Senate Democrats Meet With Jewish Leaders, Talk Iran and Refugees
Senate Democrats meeting with Jewish organizational leaders pledged to police the Iran nuclear deal and applauded Jewish backing for resettling Syrian refugees.
Leaders from a cross-section of Jewish organizations met Wednesday on Capitol Hill with 26 of the 46 senators who caucus with the Democrats.
The meeting was off the record, but participants told JTA that leaders of at least two organizations, the American Israel Public Affairs Committee and the Orthodox Union, expressed disappointment in the caucus for blocking bids over the summer to kill the Iran nuclear deal. Martin Nachimson, the O.U. president, chided the senators for not sufficiently engaging with Jewish constituents on the issue.
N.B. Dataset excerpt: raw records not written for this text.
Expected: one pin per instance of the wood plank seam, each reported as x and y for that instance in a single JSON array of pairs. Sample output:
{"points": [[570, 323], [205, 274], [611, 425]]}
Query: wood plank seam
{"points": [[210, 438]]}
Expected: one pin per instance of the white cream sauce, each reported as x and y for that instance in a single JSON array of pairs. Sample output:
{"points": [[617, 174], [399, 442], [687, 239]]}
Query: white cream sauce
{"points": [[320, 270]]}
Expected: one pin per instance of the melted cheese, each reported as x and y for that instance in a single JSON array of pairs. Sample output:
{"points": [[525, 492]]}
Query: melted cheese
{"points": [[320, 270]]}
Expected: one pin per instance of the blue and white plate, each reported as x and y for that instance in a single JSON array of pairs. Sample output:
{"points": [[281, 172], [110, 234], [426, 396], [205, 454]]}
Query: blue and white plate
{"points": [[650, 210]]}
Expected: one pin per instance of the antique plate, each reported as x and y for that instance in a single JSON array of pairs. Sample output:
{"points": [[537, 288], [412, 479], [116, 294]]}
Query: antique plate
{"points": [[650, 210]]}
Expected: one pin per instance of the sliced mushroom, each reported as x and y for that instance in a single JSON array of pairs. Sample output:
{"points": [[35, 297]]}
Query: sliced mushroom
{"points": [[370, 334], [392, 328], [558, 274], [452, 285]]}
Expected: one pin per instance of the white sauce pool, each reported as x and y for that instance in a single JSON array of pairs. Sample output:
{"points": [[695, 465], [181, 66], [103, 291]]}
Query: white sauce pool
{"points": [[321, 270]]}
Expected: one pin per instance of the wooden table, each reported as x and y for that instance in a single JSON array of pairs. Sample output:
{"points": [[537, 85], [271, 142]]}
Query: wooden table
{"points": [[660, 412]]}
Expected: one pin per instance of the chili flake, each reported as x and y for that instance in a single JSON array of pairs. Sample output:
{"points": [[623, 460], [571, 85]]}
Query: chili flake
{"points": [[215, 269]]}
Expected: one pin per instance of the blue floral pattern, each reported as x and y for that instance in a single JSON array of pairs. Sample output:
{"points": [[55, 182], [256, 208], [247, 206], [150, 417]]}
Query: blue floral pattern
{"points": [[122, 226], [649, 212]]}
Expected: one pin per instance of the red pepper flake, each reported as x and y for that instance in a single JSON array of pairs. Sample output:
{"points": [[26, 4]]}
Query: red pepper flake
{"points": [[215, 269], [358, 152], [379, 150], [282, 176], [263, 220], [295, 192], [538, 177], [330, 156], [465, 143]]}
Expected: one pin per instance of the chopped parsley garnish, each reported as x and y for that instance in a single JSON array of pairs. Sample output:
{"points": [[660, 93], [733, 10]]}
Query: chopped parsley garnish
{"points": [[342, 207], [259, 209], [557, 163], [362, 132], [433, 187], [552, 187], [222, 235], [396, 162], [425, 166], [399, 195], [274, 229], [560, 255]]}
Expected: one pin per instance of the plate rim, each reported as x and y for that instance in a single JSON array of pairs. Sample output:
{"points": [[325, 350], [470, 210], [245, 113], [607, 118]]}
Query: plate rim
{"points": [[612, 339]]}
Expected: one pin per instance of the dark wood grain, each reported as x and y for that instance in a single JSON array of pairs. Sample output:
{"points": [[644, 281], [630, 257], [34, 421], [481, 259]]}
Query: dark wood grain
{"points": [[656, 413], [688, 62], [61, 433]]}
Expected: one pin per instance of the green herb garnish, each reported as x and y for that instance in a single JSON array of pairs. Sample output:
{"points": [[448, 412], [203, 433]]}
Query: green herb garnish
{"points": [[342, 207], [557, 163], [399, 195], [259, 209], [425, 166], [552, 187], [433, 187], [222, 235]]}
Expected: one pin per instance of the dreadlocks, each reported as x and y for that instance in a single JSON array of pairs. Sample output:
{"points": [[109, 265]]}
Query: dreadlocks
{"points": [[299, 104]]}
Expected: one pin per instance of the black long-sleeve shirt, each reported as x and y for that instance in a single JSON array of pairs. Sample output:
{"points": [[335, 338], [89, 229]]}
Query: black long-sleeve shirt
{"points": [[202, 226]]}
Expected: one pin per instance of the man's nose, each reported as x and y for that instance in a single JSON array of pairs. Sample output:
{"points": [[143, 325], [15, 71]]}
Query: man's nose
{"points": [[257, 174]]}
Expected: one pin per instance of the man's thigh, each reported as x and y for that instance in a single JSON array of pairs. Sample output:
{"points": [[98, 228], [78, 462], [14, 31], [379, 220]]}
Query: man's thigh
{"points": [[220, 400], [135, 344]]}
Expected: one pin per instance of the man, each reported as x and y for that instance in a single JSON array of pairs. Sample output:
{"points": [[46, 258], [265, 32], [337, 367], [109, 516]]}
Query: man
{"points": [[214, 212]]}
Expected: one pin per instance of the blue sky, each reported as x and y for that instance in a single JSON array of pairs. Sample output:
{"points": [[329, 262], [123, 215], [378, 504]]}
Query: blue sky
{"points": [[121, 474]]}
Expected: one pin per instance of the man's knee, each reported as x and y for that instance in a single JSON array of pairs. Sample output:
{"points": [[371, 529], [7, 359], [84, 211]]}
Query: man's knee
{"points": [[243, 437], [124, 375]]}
Most national Jewish organizations, including several that work closely with the Democratic caucus on a range of other issues, opposed the sanctions relief for nuclear restrictions deal reached over the summer between six major powers and Iran, agreeing with Israeli Prime Minister Benjamin Netanyahu that it left Iran perilously close to being a nuclear weapons threshold state.
The Obama administration backed the deal, and Senate Democrats used the filibuster to block a Republican effort to kill the deal.
At the meeting Wednesday, senators and Jewish organizational leaders agreed on the need for Congress to closely monitor the deal.
Nachimson also rebuked President Barack Obama for not speaking out after the murder last month of Ezra Schwartz, an 18-year old from Sharon, Mass., shot to death in a terrorist attack in the West Bank.
A number of senators at Wednesday’s meeting, most notably Sen. Barbara Mikulski, D-Md., who is retiring, forcefully defended the party’s record on Israel.
The senators were moved by presentations on the refugee crisis by Mark Hetfield, the president of HIAS, the lead Jewish agency handling immigration issues, and Greg Rosenbaum, the chairman of the National Jewish Democratic Council. The overwhelming majority of Jewish groups back Obama’s plan to settle 10,000 Syrian refugees in the United States over the next year, despite a swelling of GOP opposition to the program in recent weeks.
Other topics discussed included the boycott Israel movement. Sen. Dianne Feinstein, D-Calif., expressed alarm at its growth on California campuses.
Jeremy Ben-Ami, the president of J Street, the liberal Jewish Middle East policy group, expressed concern about a recent spate of congressional language, in letters and legislation, which blurs the distinction between Israel and the West Bank.
A letter last month signed by Sen. Ben Cardin, D-Md., and Sen. Rob Portman, R-Ohio, urged the Obama administration to oppose any attempts to boycott settlement products as forcefully as it would oppose the boycott of any Israeli products. The letter refers to “pre- and post-1967 Israel,” although it is longstanding U.S. policy to recognize Israel as only within its pre-1967 borders.